With a kilo of processed shrimp paste fetching 60,000 rupiah ($4) at market, that generates 24 million rupiah ($1,700) per year. That's equivalent to almost eight times the province's minimum monthly wage.
In addition to making shrimp paste, Lai Tin also cultivates vegetables and rice.
"I also look for fish if it is not shrimp season," he said.
Batu Betumpang village covers an area of 9,462 hectares (23,381 acres) with a population of almost 9,000 people.
The village dates back hundreds of years, with evidence suggesting Batu Betumpang was a prominent trading hub.
Dutch-era bunkers and wells lie near the beach among large granite boulders.
Across the strait separating Bangka from the mainland of Sumatra stands a 74-meter (243-foot) lighthouse built by the colonial Dutch East Indies government in 1888 to guide sailors crossing the water.
The mangroves here also offer the village protection from storm surges.
Last year, Indonesia announced an ambitious plan to plant mangrove trees in 600,000 hectares (1.5 million acres) of damaged forests by 2024.
In Batu Betumpang, work has begun, planting 50,000 seedlings in a 25-hectare (62-acre) area.
"We plan to also plant the api-api and perpat mangroves," said Ali Akbar, representing the Batu Betumpang Village Lighthouse Tourism Awareness Group. "But we had trouble getting the perpat seeds."
The government has allocated funds to pay local people to help plant the mangroves, offering some income to those who have lost work due to the coronavirus pandemic.

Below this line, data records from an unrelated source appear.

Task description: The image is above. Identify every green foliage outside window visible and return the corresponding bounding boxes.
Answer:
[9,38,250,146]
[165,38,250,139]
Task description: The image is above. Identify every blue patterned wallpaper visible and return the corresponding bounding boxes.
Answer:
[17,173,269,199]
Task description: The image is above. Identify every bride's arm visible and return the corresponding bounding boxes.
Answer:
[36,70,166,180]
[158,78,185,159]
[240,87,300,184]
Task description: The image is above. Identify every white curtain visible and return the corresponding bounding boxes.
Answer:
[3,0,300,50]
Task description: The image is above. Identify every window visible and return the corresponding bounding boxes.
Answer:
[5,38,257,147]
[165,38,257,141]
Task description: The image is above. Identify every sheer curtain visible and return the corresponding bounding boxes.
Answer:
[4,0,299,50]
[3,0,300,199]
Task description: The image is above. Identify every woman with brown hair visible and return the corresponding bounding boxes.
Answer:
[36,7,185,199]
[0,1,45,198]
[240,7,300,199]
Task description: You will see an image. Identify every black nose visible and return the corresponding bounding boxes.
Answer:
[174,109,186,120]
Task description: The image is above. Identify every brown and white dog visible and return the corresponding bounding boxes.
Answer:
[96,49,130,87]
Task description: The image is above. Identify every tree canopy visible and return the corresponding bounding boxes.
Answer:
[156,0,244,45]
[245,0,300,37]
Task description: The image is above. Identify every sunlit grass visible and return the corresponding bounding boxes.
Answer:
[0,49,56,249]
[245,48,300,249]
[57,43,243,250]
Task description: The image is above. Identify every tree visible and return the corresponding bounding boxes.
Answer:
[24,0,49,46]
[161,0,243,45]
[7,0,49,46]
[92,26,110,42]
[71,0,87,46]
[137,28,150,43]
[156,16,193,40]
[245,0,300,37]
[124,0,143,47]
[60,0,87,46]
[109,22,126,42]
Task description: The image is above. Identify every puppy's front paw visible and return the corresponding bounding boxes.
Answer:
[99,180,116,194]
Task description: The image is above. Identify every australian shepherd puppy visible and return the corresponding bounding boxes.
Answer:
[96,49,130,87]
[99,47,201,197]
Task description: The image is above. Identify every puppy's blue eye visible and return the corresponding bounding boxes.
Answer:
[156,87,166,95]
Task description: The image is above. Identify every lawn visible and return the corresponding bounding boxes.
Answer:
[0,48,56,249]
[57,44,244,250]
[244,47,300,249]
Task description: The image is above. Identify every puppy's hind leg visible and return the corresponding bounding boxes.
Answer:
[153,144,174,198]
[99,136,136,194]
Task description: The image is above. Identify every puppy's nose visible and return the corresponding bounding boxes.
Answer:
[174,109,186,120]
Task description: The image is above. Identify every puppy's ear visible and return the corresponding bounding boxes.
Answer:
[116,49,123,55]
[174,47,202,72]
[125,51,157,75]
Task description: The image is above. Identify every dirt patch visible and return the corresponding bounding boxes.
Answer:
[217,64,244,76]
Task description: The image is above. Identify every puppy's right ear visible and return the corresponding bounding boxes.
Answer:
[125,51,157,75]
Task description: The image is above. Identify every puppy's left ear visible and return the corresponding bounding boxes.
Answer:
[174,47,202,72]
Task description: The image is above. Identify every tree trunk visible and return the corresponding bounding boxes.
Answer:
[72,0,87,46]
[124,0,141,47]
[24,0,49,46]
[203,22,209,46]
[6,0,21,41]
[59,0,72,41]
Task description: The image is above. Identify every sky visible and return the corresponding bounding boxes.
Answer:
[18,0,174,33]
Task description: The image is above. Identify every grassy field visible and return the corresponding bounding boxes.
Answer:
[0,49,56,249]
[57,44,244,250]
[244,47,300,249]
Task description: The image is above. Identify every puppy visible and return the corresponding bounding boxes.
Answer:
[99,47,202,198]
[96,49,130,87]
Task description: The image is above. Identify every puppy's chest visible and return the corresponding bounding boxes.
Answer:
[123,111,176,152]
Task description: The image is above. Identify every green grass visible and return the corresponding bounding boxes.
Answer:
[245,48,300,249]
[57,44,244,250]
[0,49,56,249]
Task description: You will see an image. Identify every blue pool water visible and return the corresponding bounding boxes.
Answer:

"The activity also builds public awareness — especially among the younger generation — of the importance of mangroves," Ali said.
For Lai Tin and many other traditional farmers, the preservation of the local mangroves carries high importance.
"We are very happy with the planting — there are still many fish and shrimp," he said. "If the mangroves are gone, yes, our income will definitely decline because shrimp will run out, like other areas in Bangka."